Member of the Massachusetts House of Representatives for Saugus
- In office 1853–1853
- Preceded by: George H. Sweetser
- Succeeded by: Samuel Hawkes

Personal details
- Born: March 6, 1815 Saugus, Massachusetts
- Died: November 17, 1887 (aged 72) Saugus, Massachusetts
- Resting place: Riverside Cemetery Saugus, Massachusetts
- Party: Democratic
- Spouse: Zeruiah J. Sweetser (1840-1878; her death)
- Relations: Benjamin Hitchings Jr. (brother) Otis M. Hitchings (brother) Charles S. Hitchings (son)
- Occupation: Shoe manufacturer

= John B. Hitchings =

American shoe manufacturer and politician

John Ballard Hitchings (March 6, 1815 – November 17, 1887) was an American shoe manufacturer and politician.
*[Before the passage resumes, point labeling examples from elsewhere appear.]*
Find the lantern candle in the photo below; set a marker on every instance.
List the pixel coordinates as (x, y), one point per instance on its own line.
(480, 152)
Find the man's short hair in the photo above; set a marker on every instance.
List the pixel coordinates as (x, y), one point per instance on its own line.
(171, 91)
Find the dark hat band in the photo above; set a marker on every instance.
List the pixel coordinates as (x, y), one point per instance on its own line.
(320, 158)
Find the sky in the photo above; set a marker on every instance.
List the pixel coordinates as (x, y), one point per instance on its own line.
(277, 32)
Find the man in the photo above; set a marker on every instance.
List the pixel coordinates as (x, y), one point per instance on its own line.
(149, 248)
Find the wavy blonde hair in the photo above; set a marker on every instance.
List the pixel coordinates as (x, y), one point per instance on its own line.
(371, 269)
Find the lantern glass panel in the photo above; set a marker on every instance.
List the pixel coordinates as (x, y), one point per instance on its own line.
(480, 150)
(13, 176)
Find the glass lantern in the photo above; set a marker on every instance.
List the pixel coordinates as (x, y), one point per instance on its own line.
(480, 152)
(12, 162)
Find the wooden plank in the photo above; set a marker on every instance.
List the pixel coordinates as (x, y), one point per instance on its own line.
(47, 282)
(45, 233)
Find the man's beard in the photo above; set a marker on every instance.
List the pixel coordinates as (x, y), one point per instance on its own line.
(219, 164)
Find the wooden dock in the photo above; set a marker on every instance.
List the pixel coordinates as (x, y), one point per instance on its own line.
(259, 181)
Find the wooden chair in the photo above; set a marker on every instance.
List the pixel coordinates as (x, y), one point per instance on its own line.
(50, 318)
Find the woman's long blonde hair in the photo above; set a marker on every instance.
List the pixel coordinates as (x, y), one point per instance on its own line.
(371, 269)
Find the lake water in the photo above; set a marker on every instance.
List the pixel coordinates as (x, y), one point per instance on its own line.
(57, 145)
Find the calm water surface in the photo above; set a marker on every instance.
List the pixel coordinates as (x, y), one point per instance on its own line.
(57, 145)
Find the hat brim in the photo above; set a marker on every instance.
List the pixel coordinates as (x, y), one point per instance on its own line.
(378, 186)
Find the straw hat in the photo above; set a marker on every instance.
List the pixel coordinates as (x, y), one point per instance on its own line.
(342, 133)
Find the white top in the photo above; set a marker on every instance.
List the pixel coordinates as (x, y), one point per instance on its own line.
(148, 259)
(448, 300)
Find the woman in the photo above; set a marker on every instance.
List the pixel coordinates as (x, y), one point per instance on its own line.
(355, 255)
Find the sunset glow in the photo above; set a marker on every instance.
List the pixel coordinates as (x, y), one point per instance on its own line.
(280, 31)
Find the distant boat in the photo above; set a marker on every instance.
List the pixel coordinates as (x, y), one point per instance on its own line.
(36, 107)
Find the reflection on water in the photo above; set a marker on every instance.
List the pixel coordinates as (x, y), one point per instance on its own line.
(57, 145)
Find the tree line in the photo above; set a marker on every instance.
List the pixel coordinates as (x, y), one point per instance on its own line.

Hitchings was born on March 6, 1815, to Benjamin and Jane Hitchings. His father was a shoemaker and Hitchings and his brother Otis eventually joined their father as partners. On May 17, 1840, Hitchings married Zeruiah J. Sweetser, daughter of Charles and Nancy Mansfield Sweetser. Hitchings held various offices in the town of Saugus, Massachusetts and was a member of the Massachusetts House of Representatives in 1853.